Solche Gemeinschaften sind lebendig und agil und damit bestens für Aufbau und Entfaltung gerüstet. Doch das Fehlen einer funktionalen Struktur (Hierarchie) macht die charismatischen Gemeinden anfällig für Fehlentwicklungen und Streit. Das zeigt sich in der Didache, der ältesten Gemeindeordnung. Es ist ein heikles Unterfangen, Prophetien zu kritisieren – es droht der Vorwurf, die Sünde gegen den Heiligen Geist zu begehen. Aber immerhin kann der Lebenswandel einen Hinweis auf die Vertrauenswürdigkeit geben. So beschreibt der heidnische Spötter Lukian, wie man sich als «Prophet» von naiven Christinnen und Christen durchfüttern lassen könne. Der Ruf nach Ordnung wird laut. Nach einer ersten charismatischen Pionierphase treten die Gemeinden in einen Institutionalisierungsprozess ein.
Epochale Adaption
Um das Jahr 95 schreibt Clemens aus Rom an die Gemeinde von Korinth einen längeren Brief, weil dort ein Konflikt zwischen Presbytern und einigen «Jungen» schwelt. Das Zerwürfnis gipfelt darin, dass altgediente Presbyter aus ihrem Amt entlassen werden. Was genau Gegenstand des Streites war, wissen wir nicht. Was den Verfasser beunruhigt, ist denn auch nicht der aktuelle Konflikt, sondern das grundsätzliche Problem, in welchem die christlichen Gemeinden Ende des ersten Jahrhunderts feststecken.
Die Krönung seiner Argumentation bildet der Gedankengang in den Kapiteln 40 bis 42, der für viele Jahrhunderte die christlichen Kirchen und ihre Strukturen dominieren wird: «Dem Hohepriester sind nämlich eigene Verrichtungen zugeteilt, auch den Priestern ist ihr eigener Platz angewiesen, und den Leviten obliegen eigene Dienstleistungen; der Laie ist an die Laienvorschriften gebunden. Jeder von uns, Brüder, soll in seinem Stande Gott danken, indem er sich ein gutes Gewissen bewahrt und die für seine Verrichtung festgesetzte Regel nicht übertritt, in würdigem Wandel!»
Hier findet eine epochale Adaption statt.
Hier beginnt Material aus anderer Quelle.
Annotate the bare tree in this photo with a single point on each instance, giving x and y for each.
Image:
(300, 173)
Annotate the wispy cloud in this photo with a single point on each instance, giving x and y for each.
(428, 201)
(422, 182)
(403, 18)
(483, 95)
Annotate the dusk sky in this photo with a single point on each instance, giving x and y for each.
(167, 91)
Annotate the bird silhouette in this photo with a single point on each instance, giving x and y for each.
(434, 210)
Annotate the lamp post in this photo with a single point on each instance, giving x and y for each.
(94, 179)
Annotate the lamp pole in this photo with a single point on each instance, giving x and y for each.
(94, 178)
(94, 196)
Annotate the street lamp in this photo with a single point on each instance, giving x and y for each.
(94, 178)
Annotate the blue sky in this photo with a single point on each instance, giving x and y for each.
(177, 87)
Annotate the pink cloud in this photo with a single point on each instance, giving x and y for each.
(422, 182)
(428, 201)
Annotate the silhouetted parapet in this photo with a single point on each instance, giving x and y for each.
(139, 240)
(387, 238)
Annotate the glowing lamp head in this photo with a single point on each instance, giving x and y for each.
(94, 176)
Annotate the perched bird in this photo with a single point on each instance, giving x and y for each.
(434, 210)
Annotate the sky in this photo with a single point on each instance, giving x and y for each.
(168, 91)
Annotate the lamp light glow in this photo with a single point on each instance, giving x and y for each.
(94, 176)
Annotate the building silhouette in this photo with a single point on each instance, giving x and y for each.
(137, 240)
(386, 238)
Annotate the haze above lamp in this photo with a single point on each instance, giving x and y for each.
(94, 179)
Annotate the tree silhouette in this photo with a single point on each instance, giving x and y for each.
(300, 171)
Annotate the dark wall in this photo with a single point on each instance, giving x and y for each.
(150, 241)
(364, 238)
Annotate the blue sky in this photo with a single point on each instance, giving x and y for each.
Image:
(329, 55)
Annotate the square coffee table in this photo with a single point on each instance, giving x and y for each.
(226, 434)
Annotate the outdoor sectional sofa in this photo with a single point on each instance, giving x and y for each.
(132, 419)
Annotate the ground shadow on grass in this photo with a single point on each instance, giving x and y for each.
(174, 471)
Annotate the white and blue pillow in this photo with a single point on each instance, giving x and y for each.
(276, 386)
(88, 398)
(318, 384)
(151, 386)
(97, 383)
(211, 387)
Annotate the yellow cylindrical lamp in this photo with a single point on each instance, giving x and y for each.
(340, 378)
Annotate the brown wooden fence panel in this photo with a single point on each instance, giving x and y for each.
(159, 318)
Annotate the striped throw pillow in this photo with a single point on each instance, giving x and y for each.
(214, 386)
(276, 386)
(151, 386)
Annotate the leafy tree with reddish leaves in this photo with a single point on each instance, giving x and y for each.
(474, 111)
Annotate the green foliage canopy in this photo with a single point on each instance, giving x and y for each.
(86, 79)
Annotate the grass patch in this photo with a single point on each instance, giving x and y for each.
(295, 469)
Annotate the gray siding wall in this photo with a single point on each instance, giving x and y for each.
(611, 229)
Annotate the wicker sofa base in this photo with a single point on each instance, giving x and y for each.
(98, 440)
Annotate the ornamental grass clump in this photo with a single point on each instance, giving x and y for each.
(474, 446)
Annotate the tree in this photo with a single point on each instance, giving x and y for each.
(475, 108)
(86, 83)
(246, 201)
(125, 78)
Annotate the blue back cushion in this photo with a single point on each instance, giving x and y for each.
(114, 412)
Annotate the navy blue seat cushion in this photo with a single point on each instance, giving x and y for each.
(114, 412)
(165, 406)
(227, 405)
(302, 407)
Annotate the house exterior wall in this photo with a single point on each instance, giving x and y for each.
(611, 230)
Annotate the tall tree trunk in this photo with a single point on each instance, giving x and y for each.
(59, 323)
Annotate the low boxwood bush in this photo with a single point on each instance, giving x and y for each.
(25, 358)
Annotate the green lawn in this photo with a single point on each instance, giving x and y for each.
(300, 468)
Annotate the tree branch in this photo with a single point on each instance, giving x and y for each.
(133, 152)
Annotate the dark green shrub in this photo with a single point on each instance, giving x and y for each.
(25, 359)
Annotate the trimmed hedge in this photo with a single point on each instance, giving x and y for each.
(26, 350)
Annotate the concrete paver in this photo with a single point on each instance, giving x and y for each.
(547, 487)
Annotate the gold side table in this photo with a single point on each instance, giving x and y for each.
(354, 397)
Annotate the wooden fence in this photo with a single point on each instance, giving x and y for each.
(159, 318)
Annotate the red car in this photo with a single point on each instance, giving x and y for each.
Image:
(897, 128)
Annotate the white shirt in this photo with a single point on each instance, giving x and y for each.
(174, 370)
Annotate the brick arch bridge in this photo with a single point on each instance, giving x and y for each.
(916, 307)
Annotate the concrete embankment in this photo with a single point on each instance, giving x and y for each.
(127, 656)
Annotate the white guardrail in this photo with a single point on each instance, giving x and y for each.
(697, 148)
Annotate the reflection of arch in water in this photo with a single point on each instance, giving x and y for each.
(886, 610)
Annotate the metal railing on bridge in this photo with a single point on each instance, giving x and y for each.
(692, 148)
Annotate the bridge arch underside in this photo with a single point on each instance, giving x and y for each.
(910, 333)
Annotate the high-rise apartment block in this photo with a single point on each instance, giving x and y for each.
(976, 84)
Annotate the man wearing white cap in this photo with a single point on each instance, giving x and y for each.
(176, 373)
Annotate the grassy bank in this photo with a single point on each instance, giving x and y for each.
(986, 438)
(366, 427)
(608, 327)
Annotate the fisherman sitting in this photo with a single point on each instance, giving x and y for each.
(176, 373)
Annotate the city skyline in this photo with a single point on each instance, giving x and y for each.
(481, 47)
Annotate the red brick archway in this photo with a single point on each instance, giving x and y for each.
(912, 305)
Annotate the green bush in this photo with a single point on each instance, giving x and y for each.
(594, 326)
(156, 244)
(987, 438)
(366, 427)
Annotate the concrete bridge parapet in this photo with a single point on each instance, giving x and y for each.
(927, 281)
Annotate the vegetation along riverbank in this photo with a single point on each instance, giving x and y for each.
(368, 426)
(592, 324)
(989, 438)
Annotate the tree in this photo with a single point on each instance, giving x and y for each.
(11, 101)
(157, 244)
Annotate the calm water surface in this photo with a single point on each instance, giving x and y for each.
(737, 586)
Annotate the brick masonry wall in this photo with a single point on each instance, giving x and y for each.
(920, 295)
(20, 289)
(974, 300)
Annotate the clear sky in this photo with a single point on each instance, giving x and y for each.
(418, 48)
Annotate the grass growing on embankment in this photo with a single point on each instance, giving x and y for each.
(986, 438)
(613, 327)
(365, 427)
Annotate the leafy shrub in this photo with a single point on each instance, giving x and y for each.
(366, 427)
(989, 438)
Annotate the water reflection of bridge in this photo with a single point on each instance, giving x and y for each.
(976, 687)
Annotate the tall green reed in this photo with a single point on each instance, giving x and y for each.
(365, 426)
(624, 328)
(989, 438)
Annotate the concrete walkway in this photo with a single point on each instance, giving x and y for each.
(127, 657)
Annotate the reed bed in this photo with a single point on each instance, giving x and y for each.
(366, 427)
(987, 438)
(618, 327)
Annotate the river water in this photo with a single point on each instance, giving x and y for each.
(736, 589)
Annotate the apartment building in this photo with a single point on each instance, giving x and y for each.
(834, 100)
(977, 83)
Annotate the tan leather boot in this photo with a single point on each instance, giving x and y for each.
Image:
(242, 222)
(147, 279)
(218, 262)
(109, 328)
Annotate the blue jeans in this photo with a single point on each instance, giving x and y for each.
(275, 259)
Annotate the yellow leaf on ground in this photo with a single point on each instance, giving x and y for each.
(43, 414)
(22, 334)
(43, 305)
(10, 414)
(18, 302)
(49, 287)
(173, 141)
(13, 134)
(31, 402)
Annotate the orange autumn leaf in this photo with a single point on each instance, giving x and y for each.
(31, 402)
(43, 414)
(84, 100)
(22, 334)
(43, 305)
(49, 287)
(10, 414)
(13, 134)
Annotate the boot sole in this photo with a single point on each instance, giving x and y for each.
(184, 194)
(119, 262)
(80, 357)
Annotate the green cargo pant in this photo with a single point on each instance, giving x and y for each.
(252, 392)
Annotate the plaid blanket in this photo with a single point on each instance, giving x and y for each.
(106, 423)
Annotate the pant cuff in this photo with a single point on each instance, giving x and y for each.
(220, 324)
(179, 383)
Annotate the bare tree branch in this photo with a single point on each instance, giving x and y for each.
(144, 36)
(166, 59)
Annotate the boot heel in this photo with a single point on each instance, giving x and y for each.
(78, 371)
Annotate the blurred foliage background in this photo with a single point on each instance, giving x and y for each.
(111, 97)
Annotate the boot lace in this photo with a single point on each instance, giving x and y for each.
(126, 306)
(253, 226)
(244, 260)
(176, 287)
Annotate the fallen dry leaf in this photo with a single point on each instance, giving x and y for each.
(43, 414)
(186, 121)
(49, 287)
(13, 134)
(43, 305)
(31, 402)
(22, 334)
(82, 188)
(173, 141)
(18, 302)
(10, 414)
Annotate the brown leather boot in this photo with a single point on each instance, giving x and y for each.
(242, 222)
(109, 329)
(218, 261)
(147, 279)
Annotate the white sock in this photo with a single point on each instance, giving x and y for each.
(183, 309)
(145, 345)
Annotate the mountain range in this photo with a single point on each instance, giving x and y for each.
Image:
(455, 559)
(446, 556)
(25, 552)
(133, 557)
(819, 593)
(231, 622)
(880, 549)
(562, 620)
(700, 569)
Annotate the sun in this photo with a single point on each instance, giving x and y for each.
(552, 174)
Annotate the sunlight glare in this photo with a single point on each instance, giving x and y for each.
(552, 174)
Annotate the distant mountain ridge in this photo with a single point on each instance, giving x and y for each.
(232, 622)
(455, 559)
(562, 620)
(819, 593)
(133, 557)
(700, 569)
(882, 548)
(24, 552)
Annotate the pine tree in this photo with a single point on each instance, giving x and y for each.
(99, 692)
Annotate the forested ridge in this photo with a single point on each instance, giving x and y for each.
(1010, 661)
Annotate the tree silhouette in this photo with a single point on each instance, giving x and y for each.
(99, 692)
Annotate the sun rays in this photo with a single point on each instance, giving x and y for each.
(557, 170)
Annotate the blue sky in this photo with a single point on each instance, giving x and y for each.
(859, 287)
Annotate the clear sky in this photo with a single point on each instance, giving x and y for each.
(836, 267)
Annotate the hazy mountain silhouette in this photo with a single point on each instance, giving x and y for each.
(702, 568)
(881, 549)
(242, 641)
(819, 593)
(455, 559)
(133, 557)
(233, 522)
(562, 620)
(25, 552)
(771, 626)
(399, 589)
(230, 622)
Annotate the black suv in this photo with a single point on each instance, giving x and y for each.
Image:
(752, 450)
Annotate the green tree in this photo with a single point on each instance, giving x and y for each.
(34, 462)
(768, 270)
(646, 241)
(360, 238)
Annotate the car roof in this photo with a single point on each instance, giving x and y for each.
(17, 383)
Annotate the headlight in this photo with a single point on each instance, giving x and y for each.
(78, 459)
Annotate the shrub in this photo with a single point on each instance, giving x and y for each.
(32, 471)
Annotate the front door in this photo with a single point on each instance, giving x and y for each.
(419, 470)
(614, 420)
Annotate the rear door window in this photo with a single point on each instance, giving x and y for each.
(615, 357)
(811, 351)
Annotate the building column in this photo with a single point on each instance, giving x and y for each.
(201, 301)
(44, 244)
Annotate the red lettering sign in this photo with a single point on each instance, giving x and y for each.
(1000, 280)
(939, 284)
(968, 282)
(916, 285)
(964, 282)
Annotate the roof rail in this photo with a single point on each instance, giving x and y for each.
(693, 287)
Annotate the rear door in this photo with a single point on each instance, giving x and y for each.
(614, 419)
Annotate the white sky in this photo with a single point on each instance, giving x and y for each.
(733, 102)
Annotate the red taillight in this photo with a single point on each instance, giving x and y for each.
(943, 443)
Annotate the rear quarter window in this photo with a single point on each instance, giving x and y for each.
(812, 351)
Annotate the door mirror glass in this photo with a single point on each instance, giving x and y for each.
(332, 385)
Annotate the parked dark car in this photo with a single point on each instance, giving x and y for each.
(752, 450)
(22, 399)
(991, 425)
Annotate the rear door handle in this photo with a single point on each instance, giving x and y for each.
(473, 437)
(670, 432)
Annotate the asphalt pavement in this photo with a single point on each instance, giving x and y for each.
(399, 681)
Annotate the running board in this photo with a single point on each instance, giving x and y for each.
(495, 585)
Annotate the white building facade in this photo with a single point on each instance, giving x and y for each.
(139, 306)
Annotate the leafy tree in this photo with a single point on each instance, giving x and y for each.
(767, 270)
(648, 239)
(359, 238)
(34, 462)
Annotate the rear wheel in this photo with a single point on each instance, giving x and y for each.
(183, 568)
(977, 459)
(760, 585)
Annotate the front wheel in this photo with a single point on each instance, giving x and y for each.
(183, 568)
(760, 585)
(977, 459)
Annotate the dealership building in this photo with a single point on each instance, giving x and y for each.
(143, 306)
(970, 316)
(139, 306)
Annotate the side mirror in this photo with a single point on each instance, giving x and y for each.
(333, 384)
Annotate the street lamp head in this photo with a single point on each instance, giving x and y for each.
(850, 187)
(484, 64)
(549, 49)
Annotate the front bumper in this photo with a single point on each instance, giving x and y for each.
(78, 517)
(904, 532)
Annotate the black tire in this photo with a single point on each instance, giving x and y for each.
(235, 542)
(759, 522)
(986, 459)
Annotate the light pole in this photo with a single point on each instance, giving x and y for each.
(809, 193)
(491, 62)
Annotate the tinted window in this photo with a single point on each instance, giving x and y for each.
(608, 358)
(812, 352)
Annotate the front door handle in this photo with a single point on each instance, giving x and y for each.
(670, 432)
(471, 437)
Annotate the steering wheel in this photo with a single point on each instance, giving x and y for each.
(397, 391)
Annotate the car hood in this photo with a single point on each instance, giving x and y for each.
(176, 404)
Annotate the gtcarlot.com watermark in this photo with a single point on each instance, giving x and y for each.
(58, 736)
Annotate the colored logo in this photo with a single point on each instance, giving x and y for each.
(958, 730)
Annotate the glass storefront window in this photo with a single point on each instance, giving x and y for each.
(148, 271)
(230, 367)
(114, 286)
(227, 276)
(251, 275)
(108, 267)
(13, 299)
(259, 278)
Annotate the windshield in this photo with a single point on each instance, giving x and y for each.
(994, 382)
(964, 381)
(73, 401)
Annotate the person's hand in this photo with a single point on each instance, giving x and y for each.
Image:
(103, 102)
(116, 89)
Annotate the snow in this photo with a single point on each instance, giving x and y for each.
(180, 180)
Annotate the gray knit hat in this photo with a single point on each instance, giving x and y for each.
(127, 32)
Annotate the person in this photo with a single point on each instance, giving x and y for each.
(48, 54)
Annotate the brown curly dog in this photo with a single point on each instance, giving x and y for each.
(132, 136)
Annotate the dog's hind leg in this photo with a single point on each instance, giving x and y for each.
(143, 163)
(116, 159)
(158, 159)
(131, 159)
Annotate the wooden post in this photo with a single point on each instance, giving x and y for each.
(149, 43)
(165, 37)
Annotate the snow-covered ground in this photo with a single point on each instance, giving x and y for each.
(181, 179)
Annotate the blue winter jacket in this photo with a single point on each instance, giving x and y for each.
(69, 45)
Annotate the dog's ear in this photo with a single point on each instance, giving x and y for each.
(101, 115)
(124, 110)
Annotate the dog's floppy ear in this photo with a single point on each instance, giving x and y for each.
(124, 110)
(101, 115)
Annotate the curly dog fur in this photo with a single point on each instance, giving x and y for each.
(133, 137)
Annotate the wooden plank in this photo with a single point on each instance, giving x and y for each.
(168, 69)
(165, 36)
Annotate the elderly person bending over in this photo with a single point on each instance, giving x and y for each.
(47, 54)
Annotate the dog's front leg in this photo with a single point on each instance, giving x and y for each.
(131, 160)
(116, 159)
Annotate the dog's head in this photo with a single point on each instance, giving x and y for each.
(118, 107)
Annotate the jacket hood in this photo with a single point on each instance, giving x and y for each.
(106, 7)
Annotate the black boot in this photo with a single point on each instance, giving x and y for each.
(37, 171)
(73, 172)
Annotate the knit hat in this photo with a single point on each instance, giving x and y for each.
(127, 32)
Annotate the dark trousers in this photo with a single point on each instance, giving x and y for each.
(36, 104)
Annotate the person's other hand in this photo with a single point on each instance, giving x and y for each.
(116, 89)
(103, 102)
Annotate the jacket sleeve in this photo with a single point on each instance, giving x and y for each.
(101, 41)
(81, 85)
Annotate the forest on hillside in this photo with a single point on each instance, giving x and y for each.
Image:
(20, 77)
Im Hebräerbrief (4–7) wird Christus als Hohepriester des Neuen Bundes vorgestellt. Dieser Bund wird mit der Ordnung Melchisedeks identifiziert, die der Ordnung Aarons gegenübersteht. Clemens geht einen Schritt weiter: Er schafft einen christlichen Klerus, indem er die alte jüdische Ordnung mit ihren drei Hierarchiestufen auf die christliche Gemeinde appliziert. Er setzt den Episkopos mit dem Hohepriester gleich, der Presbyter entspricht einem Priester und der Diakon einem Leviten.
Bisher kümmerten sich in den judenchristlichen Gemeinden die «Ältesten» (gr. «presbyter») um organisatorische Fragen. Solche Gemeinden strukturierten sich wie jüdische Synagogengemeinden. Heidenchristliche Gemeinden kannten das Amt eines Episkopos (gr. «Geschäftsführer»), und dessen Gehilfe war der Diakon. In den Spätschriften des Neuen Testaments werden beide Organisationsformen verbunden und es entsteht das dreiteilige Amt: Bischof – Presbyter – Diakon.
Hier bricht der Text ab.